Aku ingin masih bisa menatap matamu yang terpejam
masih bisa untuk menggapai tangan yang terkepal, 
masih bisa memeluk tubuh yang hangat 
atau adakah cara yang bisa membuat mu merasa hangat dan nyaman saat berdampingan denganku, 
atau mereka yang mencibir kita tau cara menggapai bintang yang terang yang bisa membuat aku dan kamu tertawa riang.

Mungkin aku terlalu cepat untuk mengatakan ketakutanku , 
aku takut saat kau melepas hangat itu, dan mengumbar senyum dalam kesedihanku, 
saat itu pula aku ingin meludahi pikiran picikku dan terlalu cepat aku di tertawakan oleh bayangan di cermin itu.

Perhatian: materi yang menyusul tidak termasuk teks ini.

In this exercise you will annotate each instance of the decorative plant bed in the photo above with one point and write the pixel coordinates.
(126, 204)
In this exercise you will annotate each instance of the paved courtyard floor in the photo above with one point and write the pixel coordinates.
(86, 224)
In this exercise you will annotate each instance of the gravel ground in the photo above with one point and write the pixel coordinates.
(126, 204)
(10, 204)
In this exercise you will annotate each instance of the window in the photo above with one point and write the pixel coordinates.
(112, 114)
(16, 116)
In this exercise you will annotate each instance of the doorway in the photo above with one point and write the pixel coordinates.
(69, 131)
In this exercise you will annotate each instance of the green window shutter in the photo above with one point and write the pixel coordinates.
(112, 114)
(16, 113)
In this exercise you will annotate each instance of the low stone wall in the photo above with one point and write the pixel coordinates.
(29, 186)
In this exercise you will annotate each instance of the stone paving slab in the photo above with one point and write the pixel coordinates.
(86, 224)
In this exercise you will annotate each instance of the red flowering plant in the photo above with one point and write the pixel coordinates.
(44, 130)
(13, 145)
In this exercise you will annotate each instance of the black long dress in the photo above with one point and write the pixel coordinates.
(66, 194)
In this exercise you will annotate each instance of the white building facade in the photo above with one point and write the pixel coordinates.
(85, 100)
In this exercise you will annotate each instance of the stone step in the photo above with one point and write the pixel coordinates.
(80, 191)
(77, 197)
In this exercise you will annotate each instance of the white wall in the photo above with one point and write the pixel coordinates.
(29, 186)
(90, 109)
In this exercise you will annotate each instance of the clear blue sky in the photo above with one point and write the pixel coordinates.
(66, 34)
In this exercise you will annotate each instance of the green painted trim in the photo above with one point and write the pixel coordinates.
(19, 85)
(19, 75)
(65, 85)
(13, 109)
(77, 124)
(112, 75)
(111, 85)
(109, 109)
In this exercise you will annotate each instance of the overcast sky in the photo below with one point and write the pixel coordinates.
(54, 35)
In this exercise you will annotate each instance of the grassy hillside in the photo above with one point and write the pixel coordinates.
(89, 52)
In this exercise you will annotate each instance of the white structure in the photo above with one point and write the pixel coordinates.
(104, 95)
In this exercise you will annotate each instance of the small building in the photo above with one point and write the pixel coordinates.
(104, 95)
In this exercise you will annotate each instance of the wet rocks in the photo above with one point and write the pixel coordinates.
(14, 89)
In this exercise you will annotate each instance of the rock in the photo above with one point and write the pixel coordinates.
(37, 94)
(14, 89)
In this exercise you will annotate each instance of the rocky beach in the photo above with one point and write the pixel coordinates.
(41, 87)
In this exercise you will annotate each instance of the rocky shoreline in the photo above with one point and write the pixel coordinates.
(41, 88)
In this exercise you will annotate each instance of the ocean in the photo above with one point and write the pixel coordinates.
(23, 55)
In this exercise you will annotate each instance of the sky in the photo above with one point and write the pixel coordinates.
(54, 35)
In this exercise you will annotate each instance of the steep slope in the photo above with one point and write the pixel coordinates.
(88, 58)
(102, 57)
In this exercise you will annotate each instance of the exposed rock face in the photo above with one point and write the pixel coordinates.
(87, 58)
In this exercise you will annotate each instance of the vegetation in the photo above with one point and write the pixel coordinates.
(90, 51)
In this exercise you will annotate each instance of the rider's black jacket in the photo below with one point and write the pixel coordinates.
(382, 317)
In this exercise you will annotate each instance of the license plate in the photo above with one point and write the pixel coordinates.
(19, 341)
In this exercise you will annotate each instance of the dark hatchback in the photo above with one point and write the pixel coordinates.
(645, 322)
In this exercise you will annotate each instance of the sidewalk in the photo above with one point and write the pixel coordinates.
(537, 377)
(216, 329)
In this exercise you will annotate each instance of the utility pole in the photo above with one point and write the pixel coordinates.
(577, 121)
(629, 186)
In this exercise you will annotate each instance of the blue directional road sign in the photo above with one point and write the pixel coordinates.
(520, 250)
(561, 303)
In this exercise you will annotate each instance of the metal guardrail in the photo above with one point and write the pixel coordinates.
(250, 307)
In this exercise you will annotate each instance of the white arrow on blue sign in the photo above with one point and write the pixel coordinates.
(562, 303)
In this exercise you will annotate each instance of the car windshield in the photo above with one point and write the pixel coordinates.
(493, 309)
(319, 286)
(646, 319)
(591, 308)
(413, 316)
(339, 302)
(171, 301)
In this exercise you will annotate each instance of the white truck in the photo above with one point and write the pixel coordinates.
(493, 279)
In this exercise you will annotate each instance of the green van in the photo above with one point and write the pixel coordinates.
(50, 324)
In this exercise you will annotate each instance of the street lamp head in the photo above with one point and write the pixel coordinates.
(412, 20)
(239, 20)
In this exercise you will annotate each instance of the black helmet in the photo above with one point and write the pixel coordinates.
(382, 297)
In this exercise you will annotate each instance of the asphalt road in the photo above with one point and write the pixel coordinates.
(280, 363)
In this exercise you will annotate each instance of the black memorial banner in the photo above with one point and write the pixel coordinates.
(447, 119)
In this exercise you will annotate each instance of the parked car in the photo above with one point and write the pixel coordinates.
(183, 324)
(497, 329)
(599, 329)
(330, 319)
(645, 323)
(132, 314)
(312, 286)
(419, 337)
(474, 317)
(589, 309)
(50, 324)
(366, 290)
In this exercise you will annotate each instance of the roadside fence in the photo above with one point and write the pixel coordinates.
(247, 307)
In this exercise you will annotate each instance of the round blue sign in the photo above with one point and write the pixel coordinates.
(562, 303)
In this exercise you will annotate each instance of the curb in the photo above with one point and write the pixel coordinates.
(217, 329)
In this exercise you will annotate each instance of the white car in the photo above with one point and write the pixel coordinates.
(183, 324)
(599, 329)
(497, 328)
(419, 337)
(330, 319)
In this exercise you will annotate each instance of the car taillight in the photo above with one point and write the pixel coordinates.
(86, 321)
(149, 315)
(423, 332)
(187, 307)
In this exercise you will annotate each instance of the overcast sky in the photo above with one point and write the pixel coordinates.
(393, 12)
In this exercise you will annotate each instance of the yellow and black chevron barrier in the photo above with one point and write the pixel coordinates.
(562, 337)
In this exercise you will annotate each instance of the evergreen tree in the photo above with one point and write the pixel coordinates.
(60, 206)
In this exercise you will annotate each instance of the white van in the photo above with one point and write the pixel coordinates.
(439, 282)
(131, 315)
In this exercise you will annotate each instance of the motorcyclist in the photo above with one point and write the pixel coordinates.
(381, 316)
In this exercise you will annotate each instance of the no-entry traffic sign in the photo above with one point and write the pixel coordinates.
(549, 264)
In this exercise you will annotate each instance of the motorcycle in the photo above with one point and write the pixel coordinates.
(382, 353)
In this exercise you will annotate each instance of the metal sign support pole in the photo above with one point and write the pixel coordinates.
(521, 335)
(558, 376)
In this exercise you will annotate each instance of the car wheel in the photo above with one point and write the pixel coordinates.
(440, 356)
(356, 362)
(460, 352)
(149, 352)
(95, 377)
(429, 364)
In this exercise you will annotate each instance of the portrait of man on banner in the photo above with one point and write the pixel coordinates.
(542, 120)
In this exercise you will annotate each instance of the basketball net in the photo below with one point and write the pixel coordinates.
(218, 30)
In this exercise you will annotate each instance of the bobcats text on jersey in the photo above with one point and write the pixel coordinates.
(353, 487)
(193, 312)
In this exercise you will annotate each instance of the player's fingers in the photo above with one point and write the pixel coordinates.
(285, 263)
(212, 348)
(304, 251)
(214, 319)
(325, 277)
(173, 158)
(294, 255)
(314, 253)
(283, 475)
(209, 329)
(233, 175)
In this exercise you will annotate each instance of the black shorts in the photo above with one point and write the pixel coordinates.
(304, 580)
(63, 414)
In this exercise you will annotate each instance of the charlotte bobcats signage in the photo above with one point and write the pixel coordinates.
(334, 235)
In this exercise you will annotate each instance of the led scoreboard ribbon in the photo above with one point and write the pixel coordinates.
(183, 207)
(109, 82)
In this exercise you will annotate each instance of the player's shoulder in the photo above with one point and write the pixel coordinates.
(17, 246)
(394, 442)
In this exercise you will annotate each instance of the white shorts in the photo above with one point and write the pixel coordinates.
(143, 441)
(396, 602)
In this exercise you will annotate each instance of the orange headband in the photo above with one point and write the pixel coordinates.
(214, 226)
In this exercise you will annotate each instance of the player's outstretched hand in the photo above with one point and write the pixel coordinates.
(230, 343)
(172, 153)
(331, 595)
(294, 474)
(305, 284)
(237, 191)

bagaimana dengan mu , apa kamu menangis di tengah hujan : saat aku membisikan aku masih sayang kamu,

bagaimana dengan mu, apa kamu malah tertawa : saat aku beranjak dari selimut yang hangat dan berlari ingin memeluk tubuhmu erat dan tak ingin ku lepas.

Saat kebodohanku dan keangkuhanku pernah membuatmu menangis sendiri, apa aku masih dapat melihatnya esok hari, saat aku terbangun sendiri tanpa sapa hangat yang biasa membangunkanku..

untuk kau yang terkasih..terimakasih tanpa pamrih aku ucapkan saat kau dapat membuka mataku & membuka pikiranku..
untuk kau yang terkasih..salam rindu dan hangat..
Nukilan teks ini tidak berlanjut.